Other (Expense)/Income, Net
Other (expense)/income, net during the nine months ended September 30, 2022 decreased $1.4 million compared to the nine months ended September 30, 2021. The decrease was primarily due to foreign currency revaluation losses.
Income Tax Expense
Income tax expense increased by $2.1 million during the nine months ended September 30, 2022 compared to the nine months ended September 30, 2021. The increase primarily pertained to federal and state income taxes where the utilization of net operating losses and research and development tax credits are limited.
Liquidity and Capital Resources
Sources of Liquidity
To date, we have financed our operations primarily through $1.6 billion in net proceeds from public offerings of our common stock, including our initial public offering, or IPO, $535.8 million in net proceeds from offerings of Convertible Notes, a $250.0 million up-front payment and a $45.0 million development reimbursement payment from Sobi pursuant to the Sobi collaboration agreement, $112.6 million in proceeds from the private placement of shares of our convertible preferred stock prior to our IPO, $140.0 million under the SFJ agreement, $20.0 million in proceeds from borrowings under a term loan facility with Silicon Valley Bank, and $7.0 million in proceeds from our issuance and sale of a promissory note.
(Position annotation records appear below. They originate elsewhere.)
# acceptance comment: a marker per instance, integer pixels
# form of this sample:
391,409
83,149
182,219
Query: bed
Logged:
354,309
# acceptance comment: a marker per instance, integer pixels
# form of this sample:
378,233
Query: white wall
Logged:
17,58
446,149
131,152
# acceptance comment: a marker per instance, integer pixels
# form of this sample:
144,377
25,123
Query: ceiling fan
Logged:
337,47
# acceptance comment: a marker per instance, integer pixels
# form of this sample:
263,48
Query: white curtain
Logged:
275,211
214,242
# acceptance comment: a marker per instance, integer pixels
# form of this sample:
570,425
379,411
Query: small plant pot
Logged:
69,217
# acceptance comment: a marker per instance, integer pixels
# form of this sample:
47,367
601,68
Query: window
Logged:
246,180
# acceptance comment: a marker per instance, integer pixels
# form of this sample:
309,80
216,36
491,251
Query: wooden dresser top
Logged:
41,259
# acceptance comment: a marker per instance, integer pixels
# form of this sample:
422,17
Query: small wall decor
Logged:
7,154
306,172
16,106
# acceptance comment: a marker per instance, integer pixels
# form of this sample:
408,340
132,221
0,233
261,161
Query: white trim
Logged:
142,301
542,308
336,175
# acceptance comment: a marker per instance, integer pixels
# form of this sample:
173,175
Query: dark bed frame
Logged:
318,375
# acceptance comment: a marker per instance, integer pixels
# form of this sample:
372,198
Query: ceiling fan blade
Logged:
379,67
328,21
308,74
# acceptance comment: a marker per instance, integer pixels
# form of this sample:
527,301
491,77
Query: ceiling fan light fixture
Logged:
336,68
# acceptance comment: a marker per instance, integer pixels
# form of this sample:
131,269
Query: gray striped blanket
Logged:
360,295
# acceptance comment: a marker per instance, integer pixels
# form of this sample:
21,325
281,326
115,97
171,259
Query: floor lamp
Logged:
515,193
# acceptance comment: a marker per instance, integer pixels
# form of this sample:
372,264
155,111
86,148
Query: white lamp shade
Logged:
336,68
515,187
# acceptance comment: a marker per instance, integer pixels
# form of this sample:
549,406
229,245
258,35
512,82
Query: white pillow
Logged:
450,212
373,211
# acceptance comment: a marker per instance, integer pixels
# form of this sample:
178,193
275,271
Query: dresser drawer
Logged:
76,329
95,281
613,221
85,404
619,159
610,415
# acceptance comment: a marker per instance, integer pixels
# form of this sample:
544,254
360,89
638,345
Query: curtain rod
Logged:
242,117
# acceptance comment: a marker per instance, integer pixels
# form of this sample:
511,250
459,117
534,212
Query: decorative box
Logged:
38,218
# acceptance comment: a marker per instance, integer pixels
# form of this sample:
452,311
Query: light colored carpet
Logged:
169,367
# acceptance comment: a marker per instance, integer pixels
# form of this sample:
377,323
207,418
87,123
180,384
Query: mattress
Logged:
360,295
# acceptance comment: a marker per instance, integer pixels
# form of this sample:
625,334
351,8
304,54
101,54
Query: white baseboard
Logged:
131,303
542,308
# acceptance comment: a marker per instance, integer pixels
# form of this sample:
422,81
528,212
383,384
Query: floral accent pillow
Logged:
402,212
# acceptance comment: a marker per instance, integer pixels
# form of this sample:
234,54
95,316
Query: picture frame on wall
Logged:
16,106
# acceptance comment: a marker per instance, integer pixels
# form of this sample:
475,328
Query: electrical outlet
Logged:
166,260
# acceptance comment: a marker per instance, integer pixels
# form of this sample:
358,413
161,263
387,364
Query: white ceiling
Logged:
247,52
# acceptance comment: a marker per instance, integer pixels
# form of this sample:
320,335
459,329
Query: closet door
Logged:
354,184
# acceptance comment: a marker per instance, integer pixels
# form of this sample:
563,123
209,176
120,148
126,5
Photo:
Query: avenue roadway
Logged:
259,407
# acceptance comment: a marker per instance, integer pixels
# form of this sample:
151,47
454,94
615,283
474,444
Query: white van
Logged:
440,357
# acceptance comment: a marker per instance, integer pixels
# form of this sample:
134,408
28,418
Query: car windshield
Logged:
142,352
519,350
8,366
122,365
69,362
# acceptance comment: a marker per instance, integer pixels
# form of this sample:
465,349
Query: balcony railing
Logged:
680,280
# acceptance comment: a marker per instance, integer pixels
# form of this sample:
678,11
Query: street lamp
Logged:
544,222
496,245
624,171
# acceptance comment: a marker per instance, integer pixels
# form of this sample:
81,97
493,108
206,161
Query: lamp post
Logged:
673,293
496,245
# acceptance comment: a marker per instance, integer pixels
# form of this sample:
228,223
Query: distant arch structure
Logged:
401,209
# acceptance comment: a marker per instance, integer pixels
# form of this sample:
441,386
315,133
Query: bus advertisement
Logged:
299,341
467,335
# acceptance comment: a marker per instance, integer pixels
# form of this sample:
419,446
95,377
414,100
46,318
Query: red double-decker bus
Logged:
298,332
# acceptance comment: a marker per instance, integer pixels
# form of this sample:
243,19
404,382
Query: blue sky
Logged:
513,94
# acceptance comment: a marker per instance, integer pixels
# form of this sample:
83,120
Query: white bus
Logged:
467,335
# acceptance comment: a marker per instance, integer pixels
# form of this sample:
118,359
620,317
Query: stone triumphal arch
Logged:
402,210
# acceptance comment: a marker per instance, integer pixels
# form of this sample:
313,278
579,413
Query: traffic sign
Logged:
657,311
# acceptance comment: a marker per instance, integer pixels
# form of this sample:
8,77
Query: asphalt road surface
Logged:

We have repaid the term loan facility and the promissory note in full, and we exchanged $425.4 million of aggregate principal amount of our Convertible Notes for shares of our common stock.
In April 2018, we issued and sold 5,500,000 shares of our common stock in a follow-on public offering at a public offering price of $25.50 per share for net proceeds of $131.2 million, after deducting underwriting discounts and commissions of $8.4 million and offering expenses of $0.5 million.
In March 2019, we issued and sold 6,900,000 shares of our common stock in a follow-on offering at a public offering price of $17.00. We received net proceeds of $109.6 million after deducting underwriting discounts and commissions of $7.0 million and offering costs of $0.7 million.
In September 2019, we completed a private offering of $220.0 million aggregate principal amount of Convertible Notes, or the 2019 Convertible Notes. We received net proceeds of approximately $212.9 million after deducting the initial purchasers’ discounts and commissions and offering costs of $7.1 million.
In January 2020, we issued and sold 10,925,000 shares of our common stock in a follow-on offering at a public offering price of $37.00, including 1,425,000 shares sold pursuant to the underwriters’ exercise in full of their option to purchase additional shares of common stock. We received total net proceeds of $381.4 million after deducting underwriting discounts and commissions of $22.2 million and offering costs of $0.5 million.
33
In May 2020, we completed a private offering of $300.0 million aggregate principal amount of Convertible Notes, or the 2020 Convertible Notes. We received net proceeds of approximately $322.9 million, which included accrued interest March 15, 2020 to, but not including May 12, 2020, and the initial purchasers’ discounts and commissions and offering costs of $6.0 million.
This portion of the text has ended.